Is there a single commercial woman-only space anywhere in the UK now? Not that there were many in Scotland when I first came out, but we at least had options, not least the monthly women-only disco and women-only nights in established gay bars, which were a haven even for someone like me who was never keen on the scene.

A room of our own

Young lesbians first discovering their feelings deserve something similar. A women-only environment where they learn they are allowed to set boundaries, to say NO to anyone – male or female – who breaches those boundaries.

They need positive lesbian role models, especially younger ones to whom they can relate. Lesbian role models who are proudly lesbian and don’t indulge the intersectional BS.

What they don’t need are lesbian academics telling them to wheesht and not show up the LGBTQ community by calling out predators.

What they don’t need are the lesbian leaders of charities telling them to unlearn their preferences and calling their desires prejudices.

What they don’t need are people on social media mindlessly chanting transwomen are women* at them as Twitter is doing today.

Reclaim your name

Whoever you are as a lesbian – the out and proud, the teenager struggling with a crush on a friend, a married mum who followed convention because she didn’t think she had any options, the long-coupled or the older woman whose buried feelings can no longer be suppressed – you have the right to be yourself, to claim your place as a woman who rejects male bodies and male attention, to assert your boundaries as a same-sex attracted women.

And the rest can go to hell.

*This is the obvious outcome of transwomen are women, where you redefine the word woman to include anyone who says they are one.

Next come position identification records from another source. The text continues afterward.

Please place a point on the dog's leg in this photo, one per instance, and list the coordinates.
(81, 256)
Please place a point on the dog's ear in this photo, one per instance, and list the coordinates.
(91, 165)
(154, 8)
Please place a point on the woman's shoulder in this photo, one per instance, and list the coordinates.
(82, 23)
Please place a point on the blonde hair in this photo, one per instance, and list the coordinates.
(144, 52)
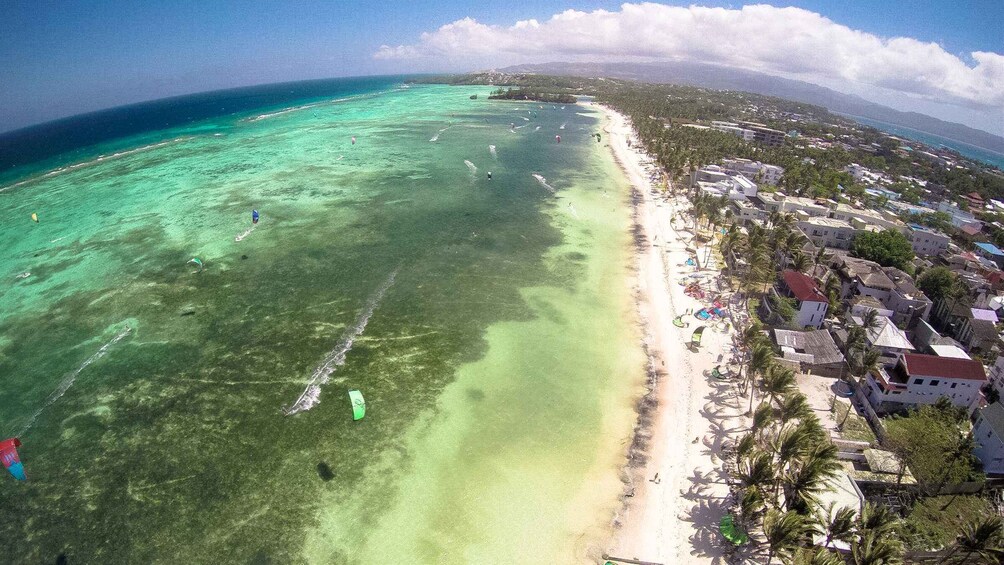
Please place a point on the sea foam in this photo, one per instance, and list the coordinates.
(335, 357)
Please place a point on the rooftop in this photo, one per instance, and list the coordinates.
(994, 414)
(802, 287)
(990, 248)
(815, 346)
(944, 367)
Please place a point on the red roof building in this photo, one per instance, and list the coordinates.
(922, 379)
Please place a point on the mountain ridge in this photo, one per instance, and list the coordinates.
(713, 76)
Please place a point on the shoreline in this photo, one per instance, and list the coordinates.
(685, 416)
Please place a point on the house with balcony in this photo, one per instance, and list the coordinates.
(810, 303)
(926, 241)
(988, 433)
(917, 379)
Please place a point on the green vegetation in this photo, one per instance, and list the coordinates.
(936, 443)
(531, 94)
(889, 248)
(930, 525)
(938, 283)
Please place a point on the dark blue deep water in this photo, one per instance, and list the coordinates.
(79, 137)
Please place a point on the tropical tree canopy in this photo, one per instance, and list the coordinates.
(889, 248)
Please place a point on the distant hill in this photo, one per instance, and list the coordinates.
(713, 76)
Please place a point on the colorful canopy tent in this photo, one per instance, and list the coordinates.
(358, 404)
(696, 338)
(731, 532)
(11, 461)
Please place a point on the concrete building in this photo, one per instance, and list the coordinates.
(813, 350)
(892, 287)
(827, 232)
(871, 218)
(921, 379)
(763, 134)
(779, 202)
(760, 172)
(734, 128)
(990, 251)
(927, 241)
(988, 433)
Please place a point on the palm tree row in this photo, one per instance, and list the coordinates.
(784, 462)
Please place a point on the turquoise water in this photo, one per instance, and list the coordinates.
(488, 323)
(972, 152)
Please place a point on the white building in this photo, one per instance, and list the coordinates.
(810, 303)
(922, 379)
(827, 232)
(988, 433)
(926, 241)
(767, 174)
(867, 217)
(734, 128)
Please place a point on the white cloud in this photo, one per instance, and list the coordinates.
(788, 41)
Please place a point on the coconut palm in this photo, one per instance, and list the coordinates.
(871, 548)
(879, 518)
(777, 382)
(808, 477)
(793, 406)
(980, 542)
(784, 533)
(760, 363)
(836, 523)
(818, 556)
(756, 470)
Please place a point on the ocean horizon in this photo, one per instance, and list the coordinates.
(179, 374)
(976, 153)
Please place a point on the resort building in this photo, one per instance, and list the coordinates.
(892, 287)
(759, 172)
(988, 433)
(921, 379)
(763, 134)
(827, 232)
(810, 304)
(867, 218)
(991, 252)
(812, 350)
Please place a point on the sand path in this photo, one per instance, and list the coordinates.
(674, 520)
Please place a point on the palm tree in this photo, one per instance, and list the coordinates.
(784, 532)
(879, 518)
(808, 477)
(836, 523)
(761, 361)
(981, 541)
(793, 406)
(756, 471)
(871, 548)
(777, 382)
(818, 556)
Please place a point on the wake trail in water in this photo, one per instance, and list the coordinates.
(336, 357)
(436, 136)
(543, 183)
(246, 233)
(67, 380)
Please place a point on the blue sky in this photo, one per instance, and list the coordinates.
(61, 58)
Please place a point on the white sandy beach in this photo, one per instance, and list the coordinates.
(673, 520)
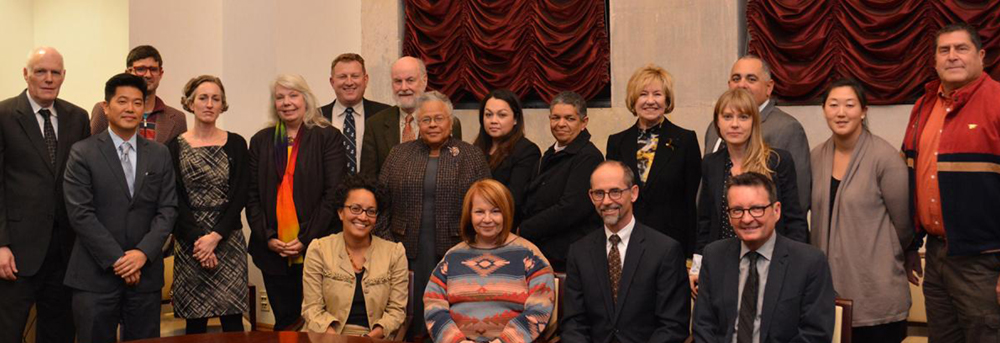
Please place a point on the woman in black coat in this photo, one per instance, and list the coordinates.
(513, 158)
(664, 157)
(295, 167)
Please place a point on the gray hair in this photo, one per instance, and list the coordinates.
(573, 99)
(764, 66)
(434, 96)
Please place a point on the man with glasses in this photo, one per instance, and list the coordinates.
(759, 286)
(160, 123)
(627, 282)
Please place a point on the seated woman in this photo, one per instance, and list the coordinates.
(493, 286)
(354, 283)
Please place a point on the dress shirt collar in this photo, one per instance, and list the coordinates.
(766, 250)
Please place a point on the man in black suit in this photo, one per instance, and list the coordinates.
(397, 124)
(762, 287)
(626, 283)
(349, 79)
(36, 132)
(121, 202)
(556, 208)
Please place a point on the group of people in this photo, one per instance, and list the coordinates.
(350, 202)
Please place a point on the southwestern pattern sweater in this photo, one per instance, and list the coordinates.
(506, 293)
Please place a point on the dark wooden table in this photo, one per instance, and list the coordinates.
(262, 337)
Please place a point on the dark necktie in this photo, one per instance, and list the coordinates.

It’s one of the main reasons the Sole Sisters came together and why we keep fighting against gender self-identification – the words we use to name ourselves are OURS, the boundaries we set are OURS. No one – no politician, no activist – can change them and demand we simply accept their new version of reality without a fight.

** Header image with permission of @GetTheLOutUK

3 thoughts on “Lesbians have the right to say no

  1. I gave some positive feedback to the BBC about their article. I believe they’ve had hundreds of complaints – I mean, how BIGOTED of lesbians to say they not penis-attracted – so I heeded the call to send some positive feedback in as well. I believe that when lesbians are called bigoted and prejudice, they should just say “yes, we are”. Everyone is prejudiced in their relationship and sexual preferences, including transwomen – otherwise why don’t they date other transwomen – so they should just get over it. If no one tells them beforehand how hard it will be to have a relationship or find sexual partners as a transwoman, that’s not something lesbians have offer themselves up for as compensation, or put right for them. Men have always found ways and names to to try and shame women into having sex with them – i.e. prude, cock teaser – lesbians being called bigots is just adding another word to the list.

    Liked by 3 people

  2. I have seen many lesbians say this has happened to them in my years on this topic. And talked online with some lesbians that were raped by transwomen. My heart is broken and I am very depressed and in pain about all of this. The hate to lesbians is the worst Ive seen in decades and we are being abandoned by our own orgs and institutions.And why? We have done nothing. We have not asked for the transgender ideology, we have not asked for our homosexuality to be demonized, we have not asked for our homosexuality being reduced to an identity, we have no asked for our same sex only attraction be defined away as same gender attraction. We have not been asked to share our female homosexuality with males that ID as women. We have not been asked and we have not consented to any of this. We are innocent.If people want to talk about true marginalization, hate and discrimination, this is it.